Rocket’s role as narrator actually reminds me of another Scorsese film, Gangs of New York (2002), which has a strategy that reaches all the way back to Dickens: To place a normal, straight-faced character into the narrative’s focus and thus make him the filter through which we view an array of complex, twisted, colorful, and sometimes downright bizarre personalities. Such personalities include head mobster Li’l Ze, who is an electrical ball of deadly energy, and his arch-nemesis Carrot (Matheus Nachtergaele), who spends most of his time plotting Ze’s demise with Knockout Ned (Seu Jorge), a brick wall of a man with a personal vendetta against Li’l Ze. Both gangs purchase illegal firearms from a wild-eyed Italian called Uncle Sam (Phellipe Haagensen), whose secret source for these black market items turns into one of the biggest surprises in the film. Li’l Ze’s best friend is Benny (Phellipe Haagensen), the self-appointed “nicest hood on the block;” he sports a ridiculous afro and somehow succeeds in putting together parties in which all the rival gangs come together and do not try to kill each other. Benny rivals Rocket for the affection of Angélica (Alice Braga), a beautiful beach-bum who chooses her daily lovers according to who can supply her with the best weed.

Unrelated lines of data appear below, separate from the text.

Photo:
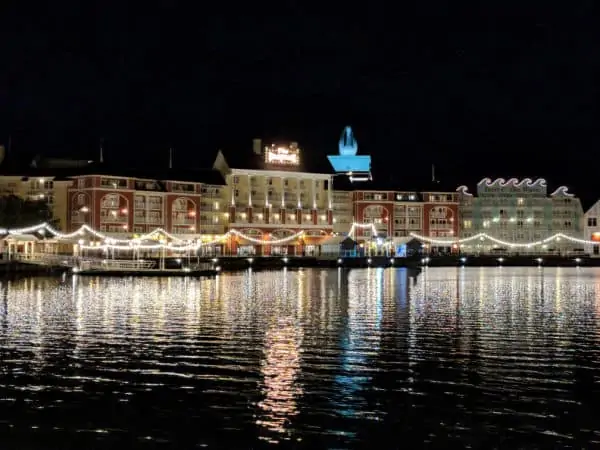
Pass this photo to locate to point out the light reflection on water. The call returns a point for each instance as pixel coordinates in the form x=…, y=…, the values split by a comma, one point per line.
x=317, y=358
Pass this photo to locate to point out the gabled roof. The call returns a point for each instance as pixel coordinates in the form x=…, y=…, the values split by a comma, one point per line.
x=310, y=162
x=206, y=176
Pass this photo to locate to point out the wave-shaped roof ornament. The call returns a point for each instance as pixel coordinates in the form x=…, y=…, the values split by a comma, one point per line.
x=356, y=167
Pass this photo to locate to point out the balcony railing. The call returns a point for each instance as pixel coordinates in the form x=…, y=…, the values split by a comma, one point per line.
x=113, y=219
x=184, y=221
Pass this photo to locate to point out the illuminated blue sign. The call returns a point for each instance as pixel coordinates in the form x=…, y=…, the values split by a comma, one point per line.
x=348, y=161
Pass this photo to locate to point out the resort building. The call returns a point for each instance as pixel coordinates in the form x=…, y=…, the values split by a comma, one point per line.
x=121, y=203
x=591, y=230
x=275, y=192
x=33, y=185
x=519, y=212
x=343, y=212
x=397, y=215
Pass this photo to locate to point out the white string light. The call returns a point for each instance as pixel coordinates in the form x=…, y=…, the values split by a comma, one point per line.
x=483, y=236
x=136, y=243
x=362, y=226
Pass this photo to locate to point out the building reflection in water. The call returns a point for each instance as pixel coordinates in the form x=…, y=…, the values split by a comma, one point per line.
x=360, y=341
x=280, y=369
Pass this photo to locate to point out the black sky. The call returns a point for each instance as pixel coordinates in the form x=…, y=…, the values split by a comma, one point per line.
x=496, y=91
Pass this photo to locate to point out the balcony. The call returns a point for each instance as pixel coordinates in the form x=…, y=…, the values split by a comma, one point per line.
x=113, y=219
x=149, y=186
x=184, y=221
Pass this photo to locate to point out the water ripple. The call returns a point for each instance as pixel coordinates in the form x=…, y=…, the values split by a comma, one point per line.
x=481, y=358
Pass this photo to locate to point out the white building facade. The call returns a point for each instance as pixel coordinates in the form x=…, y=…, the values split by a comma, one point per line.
x=519, y=212
x=591, y=230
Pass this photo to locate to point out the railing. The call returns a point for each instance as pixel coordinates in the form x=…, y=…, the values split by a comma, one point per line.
x=46, y=259
x=115, y=264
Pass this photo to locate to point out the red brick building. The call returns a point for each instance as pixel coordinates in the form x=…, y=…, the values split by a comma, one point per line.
x=398, y=214
x=126, y=205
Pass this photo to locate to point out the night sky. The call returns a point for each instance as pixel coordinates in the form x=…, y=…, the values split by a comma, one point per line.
x=490, y=91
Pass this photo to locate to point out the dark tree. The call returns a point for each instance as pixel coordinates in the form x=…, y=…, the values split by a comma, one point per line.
x=16, y=212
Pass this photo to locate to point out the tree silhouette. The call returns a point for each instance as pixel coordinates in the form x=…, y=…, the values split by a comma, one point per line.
x=16, y=212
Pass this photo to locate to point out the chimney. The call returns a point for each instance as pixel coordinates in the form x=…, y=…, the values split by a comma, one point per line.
x=257, y=146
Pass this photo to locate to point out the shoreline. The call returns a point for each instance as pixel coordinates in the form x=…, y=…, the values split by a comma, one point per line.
x=236, y=263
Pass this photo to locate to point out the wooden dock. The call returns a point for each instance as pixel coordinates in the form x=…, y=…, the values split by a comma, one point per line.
x=128, y=268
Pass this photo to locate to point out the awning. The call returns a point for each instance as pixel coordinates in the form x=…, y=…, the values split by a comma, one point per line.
x=334, y=240
x=21, y=238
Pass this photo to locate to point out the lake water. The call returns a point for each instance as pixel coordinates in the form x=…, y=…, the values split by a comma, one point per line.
x=476, y=358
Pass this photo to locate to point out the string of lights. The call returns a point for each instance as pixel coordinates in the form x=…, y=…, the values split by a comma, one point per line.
x=483, y=236
x=182, y=244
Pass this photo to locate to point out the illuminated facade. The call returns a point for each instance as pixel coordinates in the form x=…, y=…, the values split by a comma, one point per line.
x=50, y=189
x=270, y=196
x=343, y=211
x=591, y=229
x=126, y=206
x=519, y=211
x=398, y=214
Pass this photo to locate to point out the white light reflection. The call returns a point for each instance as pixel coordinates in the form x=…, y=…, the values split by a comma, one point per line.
x=361, y=340
x=280, y=369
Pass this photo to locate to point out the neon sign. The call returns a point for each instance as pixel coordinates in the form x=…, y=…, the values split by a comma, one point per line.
x=282, y=155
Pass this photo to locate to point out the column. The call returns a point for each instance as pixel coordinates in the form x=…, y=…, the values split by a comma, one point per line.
x=315, y=213
x=249, y=208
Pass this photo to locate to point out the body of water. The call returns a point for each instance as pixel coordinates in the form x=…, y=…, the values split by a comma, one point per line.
x=476, y=358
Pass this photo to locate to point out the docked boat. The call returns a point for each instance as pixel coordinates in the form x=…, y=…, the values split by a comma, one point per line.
x=127, y=267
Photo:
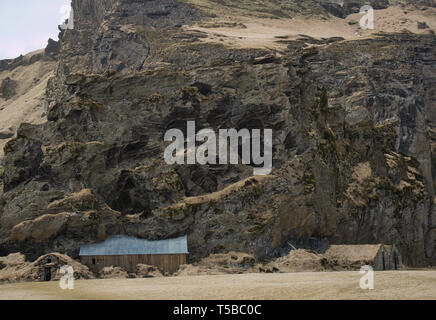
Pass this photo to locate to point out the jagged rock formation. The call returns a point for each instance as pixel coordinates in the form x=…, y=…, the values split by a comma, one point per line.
x=352, y=122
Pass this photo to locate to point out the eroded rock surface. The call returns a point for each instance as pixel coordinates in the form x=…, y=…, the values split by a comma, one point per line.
x=353, y=128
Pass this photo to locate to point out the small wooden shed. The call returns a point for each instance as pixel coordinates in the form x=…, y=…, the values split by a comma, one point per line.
x=395, y=261
x=356, y=256
x=127, y=252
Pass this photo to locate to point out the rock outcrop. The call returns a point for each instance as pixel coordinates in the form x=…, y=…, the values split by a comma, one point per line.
x=353, y=139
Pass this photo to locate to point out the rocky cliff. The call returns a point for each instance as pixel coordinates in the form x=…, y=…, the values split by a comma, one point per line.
x=353, y=122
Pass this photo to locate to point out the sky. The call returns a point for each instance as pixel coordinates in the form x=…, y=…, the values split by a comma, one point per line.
x=26, y=25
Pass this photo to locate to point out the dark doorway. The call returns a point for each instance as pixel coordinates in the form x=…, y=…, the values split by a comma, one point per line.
x=47, y=274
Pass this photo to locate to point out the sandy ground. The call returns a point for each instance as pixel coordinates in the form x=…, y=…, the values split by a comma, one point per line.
x=267, y=33
x=307, y=286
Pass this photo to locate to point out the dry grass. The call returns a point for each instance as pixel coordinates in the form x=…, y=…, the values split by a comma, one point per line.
x=260, y=31
x=316, y=285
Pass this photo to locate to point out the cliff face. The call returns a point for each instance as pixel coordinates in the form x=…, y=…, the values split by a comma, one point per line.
x=353, y=139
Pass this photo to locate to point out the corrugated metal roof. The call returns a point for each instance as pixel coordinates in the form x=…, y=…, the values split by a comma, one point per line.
x=124, y=245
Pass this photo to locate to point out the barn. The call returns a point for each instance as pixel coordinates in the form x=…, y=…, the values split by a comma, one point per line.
x=127, y=252
x=356, y=256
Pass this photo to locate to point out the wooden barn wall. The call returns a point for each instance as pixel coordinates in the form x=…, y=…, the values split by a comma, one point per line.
x=165, y=262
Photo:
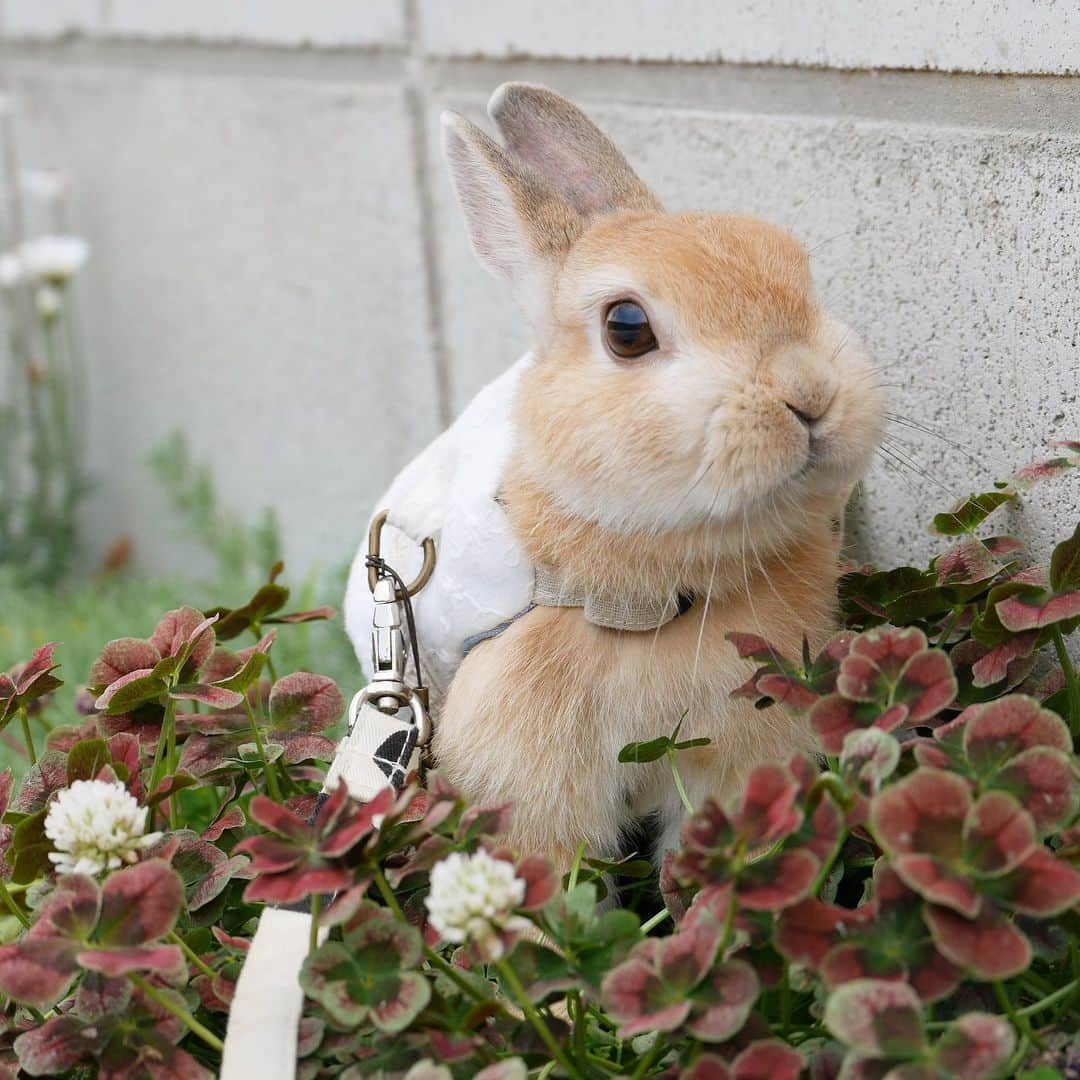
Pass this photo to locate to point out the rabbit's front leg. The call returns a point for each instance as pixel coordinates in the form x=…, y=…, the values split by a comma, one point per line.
x=523, y=723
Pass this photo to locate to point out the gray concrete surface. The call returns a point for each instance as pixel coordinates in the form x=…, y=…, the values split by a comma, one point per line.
x=274, y=240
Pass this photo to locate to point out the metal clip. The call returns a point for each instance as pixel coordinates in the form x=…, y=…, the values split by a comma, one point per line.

By the end of the film, not many of these characters will still be living, but they all resonate as memorable exaggerations of the way we perceive street hoods. In a way, they confirm that even the noblest of people will be corrupted as soon as they pick up a gun; as Rocket sadly observes: “On the first day, the rule is that innocent people will not be killed. On the second day, we find an exception to the rule. On the third day, the exception becomes the rule.”

These characters would seem outlandishly over-the-top, if not for Rocket’s calm disposition that always sees them as real human begins. We are not surprised to learn that City of God is based on a true story—indeed, it is inspired by the memoirs of the real-life Rocket, who went on to become a renowned photographer for the Brazilian media. We like these characters because Rocket likes them, even as he fears them. And we naturally like Rocket, as he struggles with his role in the world of crime. In the film’s most heartwarming scenes, he and a friend decide to give into pressure and become criminals once and for all; they carry a gun and move from person to person in an attempt to find someone to rob. Unfortunately, they are nervous and make small talk with their potential victims, and learn that you cannot put a gun in the face of someone who you like (“We can’t rob him. He’s too cool!”).

The final scene of the film is simultaneously one of sadness and triumph, and Mierelles earns these dichotomies and the rift we feel from experiencing both at the same time. Yes: the crimes and killing goes on, primarily by children who are forced to grow up too soon. In one of the best scenes, a child is asked, “How can you do these things? You are just a kid!” The child’s response, which seems perfectly reasonable to him: “I’m not a kid. I drink, smoke, do coke, and I kill. I’m a man!” Mierelles pulls performances out of the children performers so that we can believe such sentiments. And here, in the last scene, as such children wander off down the street and fantasize about who they will kill next, the camera forlornly watches them drift away into their inevitable fates. But before we linger on them, we have already seen Rocket happily step out of the frame, and his conclusion fills us with hope and warmth. What a terrible, wonderful journey he has taken: He has escaped a terrible destiny, beaten fate, and survived unscathed to tell the tale. So no, the killing will never fully stop. But here is a youth who can honestly say that he never pointed a gun at anyone, and thus earned the title of man fairly. City of God weaves its way through violence and despair and, in finding the honest of soul of Rocket in its center, earns the right to be joyful.